@TheAndSys, @tb148, and I had a conversation in the Toaq Discord server about the difference between opinion and belief. Some points from the conversation:
- The line between opinion and belief may vary between languages. In English, one can use "I think" for both "...that the movie is good" and "...that you told me that". In Spanish, one can only say "I think that the movie is good" and "I believe that you told me that" (and still sound correct).
- In Toaq, both & and I use chı 'believe' to refer to either statements we believe to be fact or statements grounded in reality, and mıu 'opine' to refer to subjective statements not grounded in reality.
- By "grounded in reality", I gave the example of using chı to assert that I hold the viewpoint that it is going to rain overnight, because it's been sprinkling all day and the sky is still overcast. The point is that this conclusion was reached using observable evidence.

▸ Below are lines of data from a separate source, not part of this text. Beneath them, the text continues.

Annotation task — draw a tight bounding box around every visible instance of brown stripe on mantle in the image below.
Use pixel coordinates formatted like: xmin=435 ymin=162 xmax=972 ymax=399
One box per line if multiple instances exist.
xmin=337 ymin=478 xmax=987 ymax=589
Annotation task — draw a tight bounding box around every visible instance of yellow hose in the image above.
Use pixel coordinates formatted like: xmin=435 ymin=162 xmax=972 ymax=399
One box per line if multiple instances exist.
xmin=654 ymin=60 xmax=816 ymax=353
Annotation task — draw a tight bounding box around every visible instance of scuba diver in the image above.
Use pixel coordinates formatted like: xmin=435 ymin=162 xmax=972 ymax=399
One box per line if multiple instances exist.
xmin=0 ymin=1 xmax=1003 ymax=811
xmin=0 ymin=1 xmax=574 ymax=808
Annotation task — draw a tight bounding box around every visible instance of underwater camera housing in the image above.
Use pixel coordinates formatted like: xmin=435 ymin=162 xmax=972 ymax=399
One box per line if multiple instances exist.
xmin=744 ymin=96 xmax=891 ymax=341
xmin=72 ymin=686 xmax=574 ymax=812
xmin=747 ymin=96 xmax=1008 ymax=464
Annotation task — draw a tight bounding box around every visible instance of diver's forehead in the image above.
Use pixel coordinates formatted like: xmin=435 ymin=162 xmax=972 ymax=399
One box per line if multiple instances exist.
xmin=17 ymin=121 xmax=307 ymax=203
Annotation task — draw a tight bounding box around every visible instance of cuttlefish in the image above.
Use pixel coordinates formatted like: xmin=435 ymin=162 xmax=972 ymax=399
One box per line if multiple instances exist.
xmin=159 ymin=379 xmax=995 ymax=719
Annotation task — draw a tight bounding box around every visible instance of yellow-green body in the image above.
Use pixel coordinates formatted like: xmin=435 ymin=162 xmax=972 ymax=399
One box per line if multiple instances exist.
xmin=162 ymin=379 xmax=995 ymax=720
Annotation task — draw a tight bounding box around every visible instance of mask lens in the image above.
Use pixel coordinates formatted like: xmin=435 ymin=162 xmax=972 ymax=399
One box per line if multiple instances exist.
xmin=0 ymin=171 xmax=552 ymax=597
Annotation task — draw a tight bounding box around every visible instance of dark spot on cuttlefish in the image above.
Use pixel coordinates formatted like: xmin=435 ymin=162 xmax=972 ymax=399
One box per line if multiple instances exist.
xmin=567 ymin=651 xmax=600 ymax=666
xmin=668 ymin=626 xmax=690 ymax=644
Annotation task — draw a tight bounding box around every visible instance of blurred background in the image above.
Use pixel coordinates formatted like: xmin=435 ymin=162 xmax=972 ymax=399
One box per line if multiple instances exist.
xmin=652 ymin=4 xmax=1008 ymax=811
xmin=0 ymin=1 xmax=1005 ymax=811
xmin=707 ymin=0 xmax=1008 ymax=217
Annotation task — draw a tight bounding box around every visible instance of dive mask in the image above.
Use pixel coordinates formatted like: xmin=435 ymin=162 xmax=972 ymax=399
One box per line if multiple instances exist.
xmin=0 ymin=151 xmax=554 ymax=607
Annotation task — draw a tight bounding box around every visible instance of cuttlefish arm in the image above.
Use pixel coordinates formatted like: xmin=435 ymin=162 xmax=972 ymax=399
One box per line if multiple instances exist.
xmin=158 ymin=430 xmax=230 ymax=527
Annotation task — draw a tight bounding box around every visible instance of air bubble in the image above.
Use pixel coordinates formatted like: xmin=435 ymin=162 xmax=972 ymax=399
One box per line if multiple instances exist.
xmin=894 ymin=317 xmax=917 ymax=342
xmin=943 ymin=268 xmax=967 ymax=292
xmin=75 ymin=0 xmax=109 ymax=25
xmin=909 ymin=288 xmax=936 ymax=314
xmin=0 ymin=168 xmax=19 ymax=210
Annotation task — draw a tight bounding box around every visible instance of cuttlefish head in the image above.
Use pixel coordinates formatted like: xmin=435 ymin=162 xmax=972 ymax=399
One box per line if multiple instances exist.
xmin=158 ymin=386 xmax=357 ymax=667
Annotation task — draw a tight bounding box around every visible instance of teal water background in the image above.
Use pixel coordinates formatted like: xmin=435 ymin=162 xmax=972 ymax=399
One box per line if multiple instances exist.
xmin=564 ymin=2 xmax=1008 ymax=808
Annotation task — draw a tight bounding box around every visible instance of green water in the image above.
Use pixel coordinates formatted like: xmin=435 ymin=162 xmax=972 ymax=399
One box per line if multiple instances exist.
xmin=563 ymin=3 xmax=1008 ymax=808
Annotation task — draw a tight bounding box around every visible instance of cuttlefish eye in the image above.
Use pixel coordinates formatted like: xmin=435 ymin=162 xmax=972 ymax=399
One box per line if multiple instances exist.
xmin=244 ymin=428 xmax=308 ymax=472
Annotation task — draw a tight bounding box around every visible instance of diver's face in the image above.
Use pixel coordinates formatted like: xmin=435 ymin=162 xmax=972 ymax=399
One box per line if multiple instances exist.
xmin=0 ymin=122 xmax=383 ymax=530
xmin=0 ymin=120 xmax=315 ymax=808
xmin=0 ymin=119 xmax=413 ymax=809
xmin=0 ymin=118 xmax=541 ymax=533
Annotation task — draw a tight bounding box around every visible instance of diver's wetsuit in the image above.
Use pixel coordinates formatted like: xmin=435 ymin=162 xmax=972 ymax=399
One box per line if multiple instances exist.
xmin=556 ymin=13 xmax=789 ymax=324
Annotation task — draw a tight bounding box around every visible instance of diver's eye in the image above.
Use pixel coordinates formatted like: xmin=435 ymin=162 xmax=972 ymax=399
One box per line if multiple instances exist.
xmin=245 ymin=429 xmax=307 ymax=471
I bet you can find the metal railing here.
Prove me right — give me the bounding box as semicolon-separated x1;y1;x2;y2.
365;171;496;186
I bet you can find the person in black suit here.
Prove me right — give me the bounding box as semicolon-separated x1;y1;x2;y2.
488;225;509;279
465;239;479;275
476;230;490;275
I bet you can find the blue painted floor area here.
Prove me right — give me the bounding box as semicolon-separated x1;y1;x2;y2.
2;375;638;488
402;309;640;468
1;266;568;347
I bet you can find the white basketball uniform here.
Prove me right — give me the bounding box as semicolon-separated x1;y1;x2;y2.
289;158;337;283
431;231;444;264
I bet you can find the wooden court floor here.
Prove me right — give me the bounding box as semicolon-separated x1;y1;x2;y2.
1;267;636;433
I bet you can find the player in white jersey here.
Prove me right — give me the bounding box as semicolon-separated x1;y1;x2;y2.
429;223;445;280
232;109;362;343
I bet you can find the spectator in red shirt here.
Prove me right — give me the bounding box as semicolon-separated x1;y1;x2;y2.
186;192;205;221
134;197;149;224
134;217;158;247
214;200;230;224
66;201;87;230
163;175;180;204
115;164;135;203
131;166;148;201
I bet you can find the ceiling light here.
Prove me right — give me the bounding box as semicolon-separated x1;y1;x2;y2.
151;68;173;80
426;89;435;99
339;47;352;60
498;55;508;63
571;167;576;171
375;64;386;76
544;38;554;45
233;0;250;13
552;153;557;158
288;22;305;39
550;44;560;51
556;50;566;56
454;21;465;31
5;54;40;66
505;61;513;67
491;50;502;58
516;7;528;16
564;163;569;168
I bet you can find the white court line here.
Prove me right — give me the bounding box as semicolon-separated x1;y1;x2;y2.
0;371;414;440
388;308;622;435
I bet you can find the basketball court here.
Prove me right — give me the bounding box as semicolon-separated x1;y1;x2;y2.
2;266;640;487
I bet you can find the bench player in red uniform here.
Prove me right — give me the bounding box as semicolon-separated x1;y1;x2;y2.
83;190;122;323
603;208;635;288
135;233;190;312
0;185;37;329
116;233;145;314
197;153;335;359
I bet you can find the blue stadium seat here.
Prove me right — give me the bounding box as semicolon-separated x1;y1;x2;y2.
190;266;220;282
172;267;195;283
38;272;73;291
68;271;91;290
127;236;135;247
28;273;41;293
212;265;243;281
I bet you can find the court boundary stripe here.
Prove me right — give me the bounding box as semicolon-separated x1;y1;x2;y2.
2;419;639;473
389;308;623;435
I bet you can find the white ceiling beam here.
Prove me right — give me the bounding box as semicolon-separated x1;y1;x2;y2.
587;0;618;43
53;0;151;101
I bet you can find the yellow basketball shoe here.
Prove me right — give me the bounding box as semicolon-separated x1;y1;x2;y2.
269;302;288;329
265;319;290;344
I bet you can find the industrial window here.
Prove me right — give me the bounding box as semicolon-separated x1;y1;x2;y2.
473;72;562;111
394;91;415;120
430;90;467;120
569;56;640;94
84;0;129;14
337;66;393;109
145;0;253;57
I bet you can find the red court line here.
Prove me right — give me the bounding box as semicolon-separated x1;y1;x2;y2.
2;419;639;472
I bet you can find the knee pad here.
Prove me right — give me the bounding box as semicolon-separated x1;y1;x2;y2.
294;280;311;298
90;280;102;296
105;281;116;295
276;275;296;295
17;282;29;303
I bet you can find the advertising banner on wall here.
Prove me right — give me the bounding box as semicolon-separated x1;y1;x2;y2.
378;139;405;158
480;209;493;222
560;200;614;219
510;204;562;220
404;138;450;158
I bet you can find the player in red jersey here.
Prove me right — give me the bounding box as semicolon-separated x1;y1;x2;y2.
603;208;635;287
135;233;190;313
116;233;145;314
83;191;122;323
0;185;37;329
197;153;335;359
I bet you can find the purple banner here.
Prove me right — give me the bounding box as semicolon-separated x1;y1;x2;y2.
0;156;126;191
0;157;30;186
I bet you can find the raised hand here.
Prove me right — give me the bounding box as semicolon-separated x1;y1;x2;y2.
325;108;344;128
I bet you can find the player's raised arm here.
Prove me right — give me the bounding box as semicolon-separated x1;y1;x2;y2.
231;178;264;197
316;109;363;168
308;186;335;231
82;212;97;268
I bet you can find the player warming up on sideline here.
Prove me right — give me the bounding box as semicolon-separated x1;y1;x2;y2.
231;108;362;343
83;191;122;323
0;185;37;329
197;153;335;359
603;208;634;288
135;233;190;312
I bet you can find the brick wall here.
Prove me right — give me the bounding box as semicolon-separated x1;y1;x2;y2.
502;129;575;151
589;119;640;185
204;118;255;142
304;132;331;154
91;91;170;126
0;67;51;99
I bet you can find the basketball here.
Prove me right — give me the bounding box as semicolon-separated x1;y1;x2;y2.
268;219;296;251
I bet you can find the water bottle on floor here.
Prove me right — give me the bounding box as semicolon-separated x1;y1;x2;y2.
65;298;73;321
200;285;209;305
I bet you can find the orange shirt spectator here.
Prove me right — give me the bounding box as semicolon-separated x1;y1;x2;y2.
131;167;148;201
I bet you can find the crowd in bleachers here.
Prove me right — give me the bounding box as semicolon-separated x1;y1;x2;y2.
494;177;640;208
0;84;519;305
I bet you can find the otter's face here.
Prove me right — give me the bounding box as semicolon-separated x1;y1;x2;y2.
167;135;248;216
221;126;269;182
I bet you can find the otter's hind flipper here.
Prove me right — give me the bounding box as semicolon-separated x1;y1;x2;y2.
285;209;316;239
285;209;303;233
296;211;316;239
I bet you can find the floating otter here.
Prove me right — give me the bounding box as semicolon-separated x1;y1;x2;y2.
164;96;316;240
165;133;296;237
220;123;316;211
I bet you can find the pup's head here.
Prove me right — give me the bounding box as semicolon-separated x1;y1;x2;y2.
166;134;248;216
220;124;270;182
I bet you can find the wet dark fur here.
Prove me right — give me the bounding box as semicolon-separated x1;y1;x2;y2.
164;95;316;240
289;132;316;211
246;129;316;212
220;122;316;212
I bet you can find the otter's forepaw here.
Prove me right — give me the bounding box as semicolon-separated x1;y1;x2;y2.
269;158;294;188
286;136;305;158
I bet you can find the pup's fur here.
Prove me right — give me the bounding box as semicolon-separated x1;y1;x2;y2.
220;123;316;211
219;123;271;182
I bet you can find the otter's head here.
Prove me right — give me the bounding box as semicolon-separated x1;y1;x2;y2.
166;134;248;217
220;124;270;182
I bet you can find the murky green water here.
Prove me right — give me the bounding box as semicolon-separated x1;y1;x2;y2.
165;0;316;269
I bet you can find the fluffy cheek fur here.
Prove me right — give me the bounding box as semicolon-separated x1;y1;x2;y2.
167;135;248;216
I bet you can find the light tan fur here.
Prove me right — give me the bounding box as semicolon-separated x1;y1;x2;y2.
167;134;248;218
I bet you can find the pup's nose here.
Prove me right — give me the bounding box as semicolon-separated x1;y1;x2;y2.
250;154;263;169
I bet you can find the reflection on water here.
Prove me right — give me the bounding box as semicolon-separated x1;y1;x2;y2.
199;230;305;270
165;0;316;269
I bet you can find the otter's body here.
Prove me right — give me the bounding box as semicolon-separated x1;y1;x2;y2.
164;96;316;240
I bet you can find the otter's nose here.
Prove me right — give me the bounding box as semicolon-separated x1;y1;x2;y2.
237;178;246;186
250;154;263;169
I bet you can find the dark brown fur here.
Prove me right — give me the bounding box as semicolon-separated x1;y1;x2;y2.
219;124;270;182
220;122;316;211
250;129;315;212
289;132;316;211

- However, things start getting weird once things like ethical principles or religious belief enter the mix. Those are not easily tied to observable reality, yet form the very foundations for peoples' understanding of the world, even more so than what our senses tell us.
- I think that such "opinions" are actually a secret third thing (let's call them "axioms") that was conflated with opinion, and a separate word is warranted.
- However, tb148 does not draw a distinction between opinions and axioms, seeing axioms as overwhelmingly strong opinions.
- & pointed out that axioms, separate from opinions or not, are checked first during decision-making. If something conflicts with our moral/ethical/religious/philosophical axioms, it is rejected outright, or at least massively dispreferred to other options. The axioms, in this way, have much more of an impact than preferences.
I thought this was an interesting conversation, so I thought I'd post it here. What do you think?